He underlined his longstanding insistence that the ECB's measures - such as providing unlimited liquidity to banks and buying government bonds - "are by definition of a transitory nature."
The main reasons behind the ECB's stance are that inflation - at 1.9 percent - is at its target of "close to, but below 2 percent" and economic growth has outstripped much more gloomy predictions earlier this year when the Greek debt crisis was in full swing.
Still, the eurozone faces a number of problems, hence Trichet's insistence Thursday that the risks to the "economic outlook are still slightly tilted to the downside, with uncertainty prevailing."
There were plenty of reminders Thursday that the problems that led to the bailout of Greece and serious questions over the future of the euro currency itself haven't disappeared.
Ireland is at the epicenter of investors' concerns at the moment as the government prepares to introduce another dose of austerity - more spending cuts and tax increases - to get its public finances into shape.
Meanwhile, the euro rose to a new 9 1/2-month high, to the likely concern of exporters.
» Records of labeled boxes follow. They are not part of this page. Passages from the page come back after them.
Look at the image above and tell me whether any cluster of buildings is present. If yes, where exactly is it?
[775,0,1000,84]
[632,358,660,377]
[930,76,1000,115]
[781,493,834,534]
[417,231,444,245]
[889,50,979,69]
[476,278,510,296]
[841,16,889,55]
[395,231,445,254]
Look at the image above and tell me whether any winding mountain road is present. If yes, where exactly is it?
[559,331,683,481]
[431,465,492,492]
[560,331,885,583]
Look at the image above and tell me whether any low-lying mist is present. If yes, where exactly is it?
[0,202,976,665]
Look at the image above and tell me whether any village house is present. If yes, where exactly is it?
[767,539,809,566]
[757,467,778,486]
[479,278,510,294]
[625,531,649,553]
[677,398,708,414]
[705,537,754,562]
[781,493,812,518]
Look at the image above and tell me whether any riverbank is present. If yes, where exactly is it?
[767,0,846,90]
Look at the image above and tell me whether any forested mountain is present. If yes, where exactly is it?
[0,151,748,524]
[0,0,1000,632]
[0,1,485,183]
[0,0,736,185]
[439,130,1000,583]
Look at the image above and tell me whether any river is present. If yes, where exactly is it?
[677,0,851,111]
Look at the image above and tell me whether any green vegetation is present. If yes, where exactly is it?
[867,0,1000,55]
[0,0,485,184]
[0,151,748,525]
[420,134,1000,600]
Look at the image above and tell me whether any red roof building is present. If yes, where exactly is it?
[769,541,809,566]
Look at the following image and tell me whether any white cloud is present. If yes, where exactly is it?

And Trichet aired his concerns that planned reforms to the rules underpinning the euro don't go far enough.
The backdrop to Thursday's ECB meeting was the Fed's confirmation Wednesday that it will buy $600 billion of long-term government bonds by mid-2011 in an attempt to further drive down rates on mortgages and other debt in the hope of getting lending higher.
That will be in addition to an expected $250 billion to $300 billion in purchases over the same period from reinvesting proceeds from the Fed's mortgage portfolio.
Trichet turned aside questions about the Fed's action, noting that the two central banks have different mandates. While the ECB has an inflation target, the Fed has a broader mandate that emphasizes both controlling inflation and monitoring growth levels.
"We have our responsibility, we have our mandate," Trichet said. "We have delivered price stability for 330 million citizens."
Trichet said he had "no further comments on what is done by other central banks that have their own responsibility, their own environment."
Trichet, who last month voiced concern about excess volatility in exchange rates, said Thursday that he trusts U.S. statements of support for a strong dollar - although the dollar fell two cents against the euro after Wednesday's Fed announcement.
Developing countries in Asia and Latin America have complained the United States appears to be trying to devalue its currency, which would give it a trade advantage.
"Trichet seems to be one of the few people - maybe the only one - in the world to still believe in the U.S. administration's strong dollar policy," said Carsten Brzeski, an economist at ING in Brussels.
The prospect of more dollars in the system has led many investors to believe that the U.S. is operating a policy of "benign neglect" toward the value of its currency as a lower dollar will boost exports and lift growth.
By late afternoon London time, the euro was trading 0.6 percent higher on the day at $1.4225, shy of its earlier high of $1.4281.
"The ECB has clearly no intention to follow the Fed or other central banks with further stimulus," Brzeski said.
He argued that the ECB's next move likely will be to end unlimited allotments of short-term credit to banks in three-month lending operations, though that may not happen until after next year's first quarter.
In the past, Brzeski noted, Trichet frequently remarked that central banks are a "very impressive brotherhood of mutual admiration" - but that appears to have changed.
"This brotherhood has not been broken up but its two most important members are now going their separate ways," said Brzeski.